Myasthenia gravis

 


Angela Vinecent,Jackie Palace, David Hilton-Jones


Myasthenia gravis is an autoimmune disorder mainly caused by antibodies to the muscle acetylcholine receptors (AChRs) at the neuromuscular Junction. Loss of these receptors leads to a defect in neuromuscular transmission with muscle weakness and fatigue. AChR antibody tests are widely available and overall incidence and prevalence of the disorder seem to be rising, especially in elderly people. The disease is heterogeneous with respect to age at onset, thymic changes and distribution of muscle weakness, but the roles of  immunogenetic factors and thymic abnormalities in the causes of the different forms are unclear. Most patients are now effectively treated with cholinesterase inhibitors and immunosuppressive druge, and in younger patients by thymectomy. In about 15% of patients with myasthenia gravis, AChR antibodies are absent, and many of these patients have antibodies to another neuromuscular junction protein, muscle specific kinase (MuSK).
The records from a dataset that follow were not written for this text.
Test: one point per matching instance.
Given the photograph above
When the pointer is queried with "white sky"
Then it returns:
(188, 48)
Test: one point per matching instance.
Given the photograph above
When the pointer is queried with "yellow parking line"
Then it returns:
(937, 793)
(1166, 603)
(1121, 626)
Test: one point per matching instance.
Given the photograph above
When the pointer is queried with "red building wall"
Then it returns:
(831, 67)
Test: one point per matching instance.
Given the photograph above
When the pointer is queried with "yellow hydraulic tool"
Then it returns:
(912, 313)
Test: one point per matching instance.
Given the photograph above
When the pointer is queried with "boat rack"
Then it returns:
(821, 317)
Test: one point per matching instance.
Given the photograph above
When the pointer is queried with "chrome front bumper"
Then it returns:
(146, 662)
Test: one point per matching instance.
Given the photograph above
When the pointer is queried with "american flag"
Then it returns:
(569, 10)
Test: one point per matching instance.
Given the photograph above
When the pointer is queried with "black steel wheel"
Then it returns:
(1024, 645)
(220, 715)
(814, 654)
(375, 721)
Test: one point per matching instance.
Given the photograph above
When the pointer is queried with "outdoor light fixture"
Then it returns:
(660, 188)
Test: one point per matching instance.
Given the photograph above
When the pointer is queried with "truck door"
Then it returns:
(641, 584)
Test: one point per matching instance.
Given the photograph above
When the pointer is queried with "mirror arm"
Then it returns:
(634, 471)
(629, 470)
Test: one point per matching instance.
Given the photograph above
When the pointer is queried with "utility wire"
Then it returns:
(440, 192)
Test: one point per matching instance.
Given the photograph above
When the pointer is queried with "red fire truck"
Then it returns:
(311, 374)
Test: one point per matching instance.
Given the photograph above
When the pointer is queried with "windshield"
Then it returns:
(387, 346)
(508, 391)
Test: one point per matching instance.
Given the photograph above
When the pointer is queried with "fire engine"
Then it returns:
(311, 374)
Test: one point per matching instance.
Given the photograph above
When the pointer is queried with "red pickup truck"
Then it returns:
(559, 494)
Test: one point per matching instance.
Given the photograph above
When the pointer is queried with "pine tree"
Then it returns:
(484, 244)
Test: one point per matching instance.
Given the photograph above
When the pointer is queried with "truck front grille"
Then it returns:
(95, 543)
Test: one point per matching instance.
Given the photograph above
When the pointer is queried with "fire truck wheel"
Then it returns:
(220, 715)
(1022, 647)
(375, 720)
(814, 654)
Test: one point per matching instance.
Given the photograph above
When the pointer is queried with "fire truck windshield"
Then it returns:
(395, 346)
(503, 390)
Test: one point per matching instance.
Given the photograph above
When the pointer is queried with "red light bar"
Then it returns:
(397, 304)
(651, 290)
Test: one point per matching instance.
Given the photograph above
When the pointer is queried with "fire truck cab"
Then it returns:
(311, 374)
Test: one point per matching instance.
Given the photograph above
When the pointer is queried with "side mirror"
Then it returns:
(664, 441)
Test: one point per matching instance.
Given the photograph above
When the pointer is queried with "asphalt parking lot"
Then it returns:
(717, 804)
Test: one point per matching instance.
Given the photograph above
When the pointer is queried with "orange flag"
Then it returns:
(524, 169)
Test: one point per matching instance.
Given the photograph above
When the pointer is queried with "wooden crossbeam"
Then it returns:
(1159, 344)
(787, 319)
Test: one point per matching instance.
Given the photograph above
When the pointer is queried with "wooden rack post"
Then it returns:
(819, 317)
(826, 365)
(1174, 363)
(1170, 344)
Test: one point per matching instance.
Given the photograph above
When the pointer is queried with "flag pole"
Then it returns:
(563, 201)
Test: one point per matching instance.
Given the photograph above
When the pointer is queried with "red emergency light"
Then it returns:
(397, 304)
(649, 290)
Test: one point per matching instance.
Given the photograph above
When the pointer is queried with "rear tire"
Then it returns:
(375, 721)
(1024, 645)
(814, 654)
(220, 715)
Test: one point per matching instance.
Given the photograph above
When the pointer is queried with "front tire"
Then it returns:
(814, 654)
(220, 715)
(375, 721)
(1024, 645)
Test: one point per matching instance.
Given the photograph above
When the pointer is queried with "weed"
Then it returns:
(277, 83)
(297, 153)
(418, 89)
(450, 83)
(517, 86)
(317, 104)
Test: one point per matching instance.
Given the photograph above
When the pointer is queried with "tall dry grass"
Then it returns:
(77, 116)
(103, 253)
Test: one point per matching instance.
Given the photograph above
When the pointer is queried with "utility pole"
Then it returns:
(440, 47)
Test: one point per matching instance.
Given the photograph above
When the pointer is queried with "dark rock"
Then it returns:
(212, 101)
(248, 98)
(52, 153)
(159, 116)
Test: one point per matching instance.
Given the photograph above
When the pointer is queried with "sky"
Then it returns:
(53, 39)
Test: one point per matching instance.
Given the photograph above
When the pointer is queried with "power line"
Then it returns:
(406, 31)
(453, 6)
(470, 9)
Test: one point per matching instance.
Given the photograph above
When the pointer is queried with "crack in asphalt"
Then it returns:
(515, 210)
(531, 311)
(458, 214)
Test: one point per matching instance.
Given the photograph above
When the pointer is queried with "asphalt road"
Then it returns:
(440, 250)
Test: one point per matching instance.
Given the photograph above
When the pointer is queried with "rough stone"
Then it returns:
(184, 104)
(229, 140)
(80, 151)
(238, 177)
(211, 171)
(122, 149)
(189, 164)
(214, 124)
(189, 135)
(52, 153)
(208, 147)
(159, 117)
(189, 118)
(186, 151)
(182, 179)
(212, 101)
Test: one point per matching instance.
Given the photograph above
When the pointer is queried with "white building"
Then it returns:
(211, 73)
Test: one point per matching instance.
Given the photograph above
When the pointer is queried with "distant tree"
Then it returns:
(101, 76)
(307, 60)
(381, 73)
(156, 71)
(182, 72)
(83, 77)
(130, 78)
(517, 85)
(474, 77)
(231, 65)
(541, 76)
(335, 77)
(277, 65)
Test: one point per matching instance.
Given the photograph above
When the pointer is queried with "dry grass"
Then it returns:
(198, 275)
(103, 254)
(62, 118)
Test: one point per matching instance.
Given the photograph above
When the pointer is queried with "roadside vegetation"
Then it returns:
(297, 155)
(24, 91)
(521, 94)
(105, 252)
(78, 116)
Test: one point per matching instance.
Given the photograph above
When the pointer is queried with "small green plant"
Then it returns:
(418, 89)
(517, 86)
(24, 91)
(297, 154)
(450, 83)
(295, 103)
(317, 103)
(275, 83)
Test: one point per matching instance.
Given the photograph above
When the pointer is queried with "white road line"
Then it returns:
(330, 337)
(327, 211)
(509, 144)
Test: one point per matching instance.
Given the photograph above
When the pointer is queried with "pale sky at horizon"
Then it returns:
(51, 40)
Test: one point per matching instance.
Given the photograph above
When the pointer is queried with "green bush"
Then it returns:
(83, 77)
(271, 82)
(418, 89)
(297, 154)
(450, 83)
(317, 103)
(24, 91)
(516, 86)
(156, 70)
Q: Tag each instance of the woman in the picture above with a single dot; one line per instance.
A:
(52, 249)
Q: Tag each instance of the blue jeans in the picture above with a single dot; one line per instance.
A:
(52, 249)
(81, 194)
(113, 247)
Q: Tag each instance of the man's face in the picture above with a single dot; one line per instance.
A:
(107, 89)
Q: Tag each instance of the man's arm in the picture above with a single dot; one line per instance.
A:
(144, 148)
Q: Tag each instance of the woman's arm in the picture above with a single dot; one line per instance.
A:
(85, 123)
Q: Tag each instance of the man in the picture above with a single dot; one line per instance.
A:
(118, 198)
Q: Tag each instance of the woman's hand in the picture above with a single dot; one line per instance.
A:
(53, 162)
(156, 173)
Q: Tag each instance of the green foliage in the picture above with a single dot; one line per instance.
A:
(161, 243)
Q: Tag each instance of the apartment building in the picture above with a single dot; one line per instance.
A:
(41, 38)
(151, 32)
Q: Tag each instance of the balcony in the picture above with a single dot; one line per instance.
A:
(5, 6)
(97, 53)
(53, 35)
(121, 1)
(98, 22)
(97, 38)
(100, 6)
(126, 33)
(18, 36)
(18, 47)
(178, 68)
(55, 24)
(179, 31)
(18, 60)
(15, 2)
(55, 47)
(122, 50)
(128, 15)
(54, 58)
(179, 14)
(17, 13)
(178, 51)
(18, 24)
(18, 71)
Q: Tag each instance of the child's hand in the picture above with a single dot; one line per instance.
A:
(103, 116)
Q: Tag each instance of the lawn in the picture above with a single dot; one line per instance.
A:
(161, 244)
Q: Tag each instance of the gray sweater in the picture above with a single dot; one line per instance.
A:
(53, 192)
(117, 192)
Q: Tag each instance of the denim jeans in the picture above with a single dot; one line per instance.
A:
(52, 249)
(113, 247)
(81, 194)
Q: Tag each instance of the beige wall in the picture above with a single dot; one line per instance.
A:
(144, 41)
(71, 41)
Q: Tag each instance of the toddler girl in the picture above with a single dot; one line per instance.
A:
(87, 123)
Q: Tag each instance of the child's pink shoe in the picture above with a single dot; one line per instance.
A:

Myasthenia needs to be distinguished from other rarer but rqually well characterised autoimmune, genetic, and toxic disorders of neuromuscular transmission by clinical and laboratory tests.


Myasthenia gravis (my: muscle, asthenia: weakness, gravis: severe) has been recognised as a disease since the Oxford physician Thomas Willis described a woman with dysarthria in 1672, and is a prototype for borth synaptic and sutoimmune disorders. In most patients, it is caused by autoantibodies specific for the human nicotinic acetylcholine receptor (AChR), which is concentrated at the post-synaptic region of the neuromuscular junction. These antibodies reduce the number of AChRs, causing impaired neuromuscular transmission and muscle weakness. Clinical and experimental findings from the 1970s showing that myasthenia gravis was an autoimmune disease, established the ideas that have been applied to other autoimmune disorders of the neuromuscular junction.

Additionally, the subsequent identification of AChR mutations in a large proportion of patients presenting myasthenic signs at birth or neonatally has led to the definition of inherited or congenital myasthenic syndromes. Thus several myasthenic disorders are now recognised (figure 1 ). Here, we will focus mainly on myasthenia gravis, the most common disorder of neuromuscular transmission.